11 de julio de 2012

¡AH, LOS DICTADORES, QUE BUENOS SON PARA LAS NACIONES!


(fragmento)

POR:
NICANOR SALVATERRA

El hombre subió por las escaleras. Según caminaba por el pasillo todos los militares a su paso le hacían el saludo. Se sentía muy importante en su uniforme con sus medallas y estrellas; su rango era algo mas que le gustaba. La duración ad vitam de este también. Se desplazó por el corredor hasta la puerta del despacho presidencial. Afuera, dos guardias lo detuvieron para registrarlo de arriba a abajo. Al principio pensó en oponerse pero no valía la pena, la seguridad del presidente venia primero. Incluso de buena gana se sacó el arma de la pistolera y se la entregó al capitán a cargo de la seguridad personal del mandatario. Era una deshonra que dudaran de un héroe. 

El señor presidente inconstitucional de la república estaba sentado en el sillón presidencial. Detrás un cuadro con los próceres de la independencia Duarte, Sánchez y Mella. El general Elías Wessin y Wessin tenía los ojos posados sobre unos mapas de la zona constitucionalista murmurando algo sobre la guerra estando estancada; con el dedo recorría la superficie lisa del plano de lado a lado. Cuando el hombre entró el general de facto levantó la vista brevemente volviéndola a posar inmediatamente sobre los documentos. El hombre sin esperar a que lo invitaran tomó asiento. El presidente circuló algo e hizo una nota referencial con un lápiz luego se quitó los lentes de marco grueso y miró al hombre en la silla frente a su escritorio. 

 —Pensé que había dicho que no dejaran pasar a nadie, estoy ocupado. 
 —Quizás mi visita le convenga, le traigo información pertinente a usted. 
 —Bueno ya esta aquí, y por lo que veo no tengo que decirle que tome asiento. Usted es Pedro y esta es su casa. 

 El hombre no respondió. 

 —Es una sorpresa verlo a usted aquí —dijo el general, su voz en el más monótono de los tonos. 
 —La sorpresa es mía que tuve que esperar asuntos de Estado para poder asomarme por aquí. ¿Por qué será que cuando la gente progresa se olvida de los pobres? 

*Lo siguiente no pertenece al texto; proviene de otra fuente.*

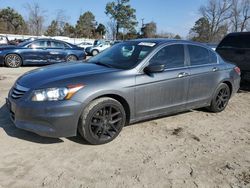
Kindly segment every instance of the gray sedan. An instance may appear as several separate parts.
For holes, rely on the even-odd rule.
[[[77,131],[91,144],[113,140],[145,119],[207,107],[223,111],[240,70],[209,47],[140,39],[114,45],[86,63],[43,67],[21,76],[7,99],[16,127],[48,137]]]

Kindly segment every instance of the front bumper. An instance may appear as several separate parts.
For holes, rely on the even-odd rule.
[[[47,137],[77,134],[82,104],[75,101],[32,102],[6,99],[10,117],[17,128]]]

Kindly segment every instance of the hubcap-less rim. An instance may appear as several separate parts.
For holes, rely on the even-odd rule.
[[[76,61],[76,57],[71,55],[67,58],[67,61]]]
[[[222,88],[216,97],[216,107],[222,110],[227,105],[229,99],[229,91],[227,88]]]
[[[21,59],[20,57],[18,57],[17,55],[9,55],[6,58],[6,63],[10,66],[10,67],[17,67],[18,65],[20,65],[21,63]]]
[[[110,140],[119,133],[122,122],[121,111],[114,105],[107,105],[92,116],[90,131],[98,140]]]

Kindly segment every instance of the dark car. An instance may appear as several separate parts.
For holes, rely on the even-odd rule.
[[[87,63],[52,65],[21,76],[7,105],[16,127],[49,137],[113,140],[124,125],[208,107],[221,112],[240,71],[205,45],[182,40],[122,42]]]
[[[234,63],[241,69],[242,81],[250,82],[250,32],[228,34],[216,51],[225,61]]]
[[[53,39],[29,40],[17,46],[0,46],[0,65],[12,68],[21,65],[47,65],[76,61],[84,58],[83,48]]]

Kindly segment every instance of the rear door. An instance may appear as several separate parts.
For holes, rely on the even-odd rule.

 El general soltó una carcajada seca y falsa. 

 —Si, la miseria solo trae mas miseria ¿Entonces para que me voy a juntar con mis súbditos? La gente coge mucha confianza y después no quiere respetar. 

El hombre lo miró en silencio, sus ojos parecían incómodos. Era una ignominia que un individuo que no tenia nada que ver con la liberación de la patria de aquel dictador sin escrúpulos que fue Rafael Leonidas Trujillo se creyera tan merecedor. Era él quien había ajusticiado al sátrapa. El quien corrió el riesgo de ser asesinado por el hijo de este. El quien duro seis meses escondido en un armario. Aun así «este pendejo se cree superior a mi». Recordó su conversación con su benefactor personal, entonces sonrío. 

 —Si quiere me tiro una foto y se la regalo —dijo el general Wessin ante la mirada escudriñadora del hombre en silencio. 

El no respondió nada. Lo seguía mirando con un brillo en los ojos y una malicia en la boca que le hizo helar los vellos de la espalda al presidente. 

 —Deje de mirarme así o le mando a sacar los ojos, coño —ordenó furioso. 

El hombre rió. Lo siguió mirando igual entonces pensó en que no quería estropear nada por anticiparse al momento. Se calmo y cobrando la compostura tomó el hilo de la conversación. 

—Excúseme Wessin, es que el dolor del brazo me esta volviendo loco últimamente. Sírveme un trago para que se me calme, por favor. 

— ¿Y que le pasó en el brazo? —preguntó señalando el cabestrillo del que le pendía el brazo izquierdo del cuello. 

—Un atentado de los malditos comunistas esos, pero no importa despaché a varios a conocer el infierno por dentro. 

El general Wessin asintió. Se alzó hacia adelante y tomó la botella de güisqui, vertió un poco en un vaso redondo y se lo pasó al hombre. 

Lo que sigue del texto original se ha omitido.